Physical exam features are typical for encephalitis, including fever, altered mental status, focal deficits, and seizures. Oral lesions may or may not be seen. HSV-1 has a particular association with several behavioral syndromes, including hypomania, disinhibition (specifically the Klüver-Bucy syndrome), and amnesia, likely stemming from its predilection to affect the limbic system. Magnetic resonance imaging (MRI) demonstrating unilateral temporal lobe abnormalities supports the diagnosis, with or without mass effect. These findings are seen less commonly on CT. Treatment should be prompt to reduce sequelae of infection; Table 96.2 summarizes the dosing regimens. Initiation of therapy should not be delayed while awaiting confirmatory testing. Acyclovir infusion should be slow and with additional intravenous fluid boluses to prevent crystal formation and reduce risk of renal failure. Treatment should be 14 to 21 days in duration because of observed relapse in shorter courses of therapy. As of now this treatment is recommended to be parenteral throughout the duration of therapy.

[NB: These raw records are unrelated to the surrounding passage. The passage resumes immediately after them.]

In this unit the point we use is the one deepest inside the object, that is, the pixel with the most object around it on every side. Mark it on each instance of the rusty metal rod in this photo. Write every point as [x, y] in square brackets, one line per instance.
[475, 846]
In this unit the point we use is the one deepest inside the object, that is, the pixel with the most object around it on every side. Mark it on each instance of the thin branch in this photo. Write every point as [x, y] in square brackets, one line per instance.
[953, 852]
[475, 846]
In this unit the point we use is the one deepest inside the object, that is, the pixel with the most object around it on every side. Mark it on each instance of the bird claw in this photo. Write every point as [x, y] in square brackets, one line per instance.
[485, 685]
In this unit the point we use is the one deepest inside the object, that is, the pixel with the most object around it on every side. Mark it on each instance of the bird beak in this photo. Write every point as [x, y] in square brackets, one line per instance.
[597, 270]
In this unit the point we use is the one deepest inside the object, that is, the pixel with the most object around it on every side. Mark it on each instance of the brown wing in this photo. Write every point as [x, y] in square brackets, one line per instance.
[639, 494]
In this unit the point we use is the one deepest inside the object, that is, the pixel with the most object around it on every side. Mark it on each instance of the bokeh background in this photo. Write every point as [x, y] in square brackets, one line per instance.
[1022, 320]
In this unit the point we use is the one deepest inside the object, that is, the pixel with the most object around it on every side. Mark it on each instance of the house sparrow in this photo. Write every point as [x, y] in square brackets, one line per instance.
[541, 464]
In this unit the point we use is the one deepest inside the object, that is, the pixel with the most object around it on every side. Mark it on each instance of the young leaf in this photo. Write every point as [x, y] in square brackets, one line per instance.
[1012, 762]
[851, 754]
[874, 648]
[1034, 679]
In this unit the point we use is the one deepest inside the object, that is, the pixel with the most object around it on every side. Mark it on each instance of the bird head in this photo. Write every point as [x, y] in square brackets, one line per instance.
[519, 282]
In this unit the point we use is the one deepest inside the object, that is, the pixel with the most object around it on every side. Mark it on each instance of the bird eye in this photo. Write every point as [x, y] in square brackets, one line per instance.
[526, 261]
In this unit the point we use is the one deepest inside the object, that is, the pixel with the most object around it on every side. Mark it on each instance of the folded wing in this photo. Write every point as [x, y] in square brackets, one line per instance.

CREATININE CLEARANCE >50 mL/min | CREATININE CLEARANCE 25–49 mL/min | CREATININE CLEARANCE 10–24 mL/min | CREATININE CLEARANCE <10 mL/min OR ANURIA | INTERMITTENT HEMODIALYSIS | CONTINUOUS RENAL REPLACEMENT THERAPY |
---|---|---|---|---|---|
10 mg/kg IV q8h | 10 mg/kg IV q12h | 10 mg/kg IV q24h | 5 mg/kg IV q24h | 5 mg/kg IV q24h; on dialysis days, give after HD | 10 mg/kg IV q24h |
Although HSV-1 drives encephalitis, HSV-2 is associated more commonly with meningitis. The typical description of HSV meningitis is a recurrent infectious aseptic meningitis. Episodes of transient neurologic abnormalities associated with fever, headache, and meningitis may occur for 2 to 5 days at a time and spontaneously resolve. Incidence is lower than for HSV encephalitis, and demographic and seasonal features are difficult to determine. History, however, may elicit known genital herpes or lesions in a significant proportion of patients. Currently, a standardized guideline-based treatment approach to HSV meningitis does not exist. Initial treatment may be with acyclovir IV as described for encephalitis (see Table 96.2 ). However, after stability, these patients can be transitioned to oral therapy on discharge for 10 to 14 days of total acyclovir.